20.20. http.server — HTTP servers
This module defines classes for implementing HTTP servers (Web servers).
One class, HTTPServer, is a socketserver.TCPServer subclass.
It creates and listens at the HTTP socket, dispatching the requests to a
handler. Code to create and run the server looks like this:
def run(server_class=HTTPServer, handler_class=BaseHTTPRequestHandler):
server_address = ('', 8000)
httpd = server_class(server_address, handler_class)
httpd.serve_forever()
-
class http.server.HTTPServer(server_address, RequestHandlerClass)
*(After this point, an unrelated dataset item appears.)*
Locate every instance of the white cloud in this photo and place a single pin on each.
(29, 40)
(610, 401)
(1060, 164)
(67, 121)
- This class builds on the TCPServer class by storing the server
address as instance variables named server_name and
server_port. The server is accessible by the handler, typically
through the handler’s server instance variable.
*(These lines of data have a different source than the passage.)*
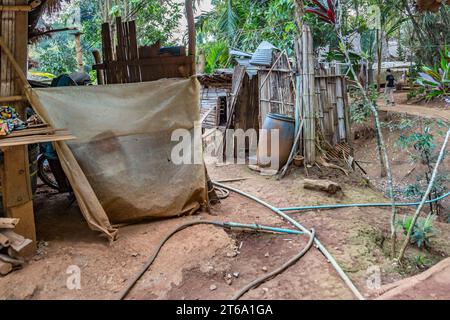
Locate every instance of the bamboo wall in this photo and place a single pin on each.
(276, 88)
(332, 108)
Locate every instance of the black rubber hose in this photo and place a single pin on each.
(152, 258)
(277, 271)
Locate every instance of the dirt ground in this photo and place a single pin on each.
(405, 170)
(206, 262)
(200, 258)
(435, 109)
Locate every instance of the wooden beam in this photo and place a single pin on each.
(12, 99)
(37, 138)
(191, 33)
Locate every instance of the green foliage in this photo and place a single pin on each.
(422, 231)
(437, 79)
(216, 56)
(155, 20)
(245, 24)
(425, 152)
(422, 262)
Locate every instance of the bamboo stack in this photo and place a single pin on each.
(332, 105)
(308, 96)
(11, 244)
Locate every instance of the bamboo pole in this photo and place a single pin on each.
(13, 8)
(424, 198)
(308, 95)
(340, 104)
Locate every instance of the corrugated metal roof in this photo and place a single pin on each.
(250, 69)
(239, 53)
(263, 54)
The HTTPServer must be given a RequestHandlerClass on instantiation,
of which this module provides three different variants:
-
class http.server.BaseHTTPRequestHandler(request, client_address, server)
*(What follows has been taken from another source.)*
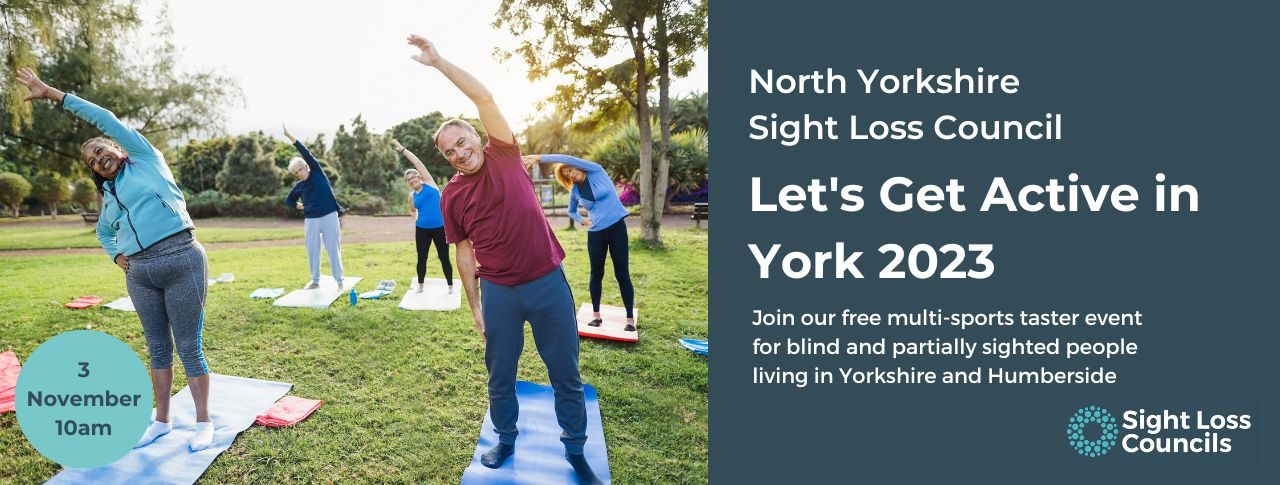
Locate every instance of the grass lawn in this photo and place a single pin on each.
(403, 392)
(26, 237)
This class is used to handle the HTTP requests that arrive at the server. By
itself, it cannot respond to any actual HTTP requests; it must be subclassed
to handle each request method (e.g. GET or POST).
BaseHTTPRequestHandler provides a number of class and instance
variables, and methods for use by subclasses.
The handler will parse the request and the headers, then call a method
specific to the request type. The method name is constructed from the
request. For example, for the request method SPAM, the do_SPAM()
method will be called with no arguments. All of the relevant information is
stored in instance variables of the handler. Subclasses should not need to
override or extend the __init__() method.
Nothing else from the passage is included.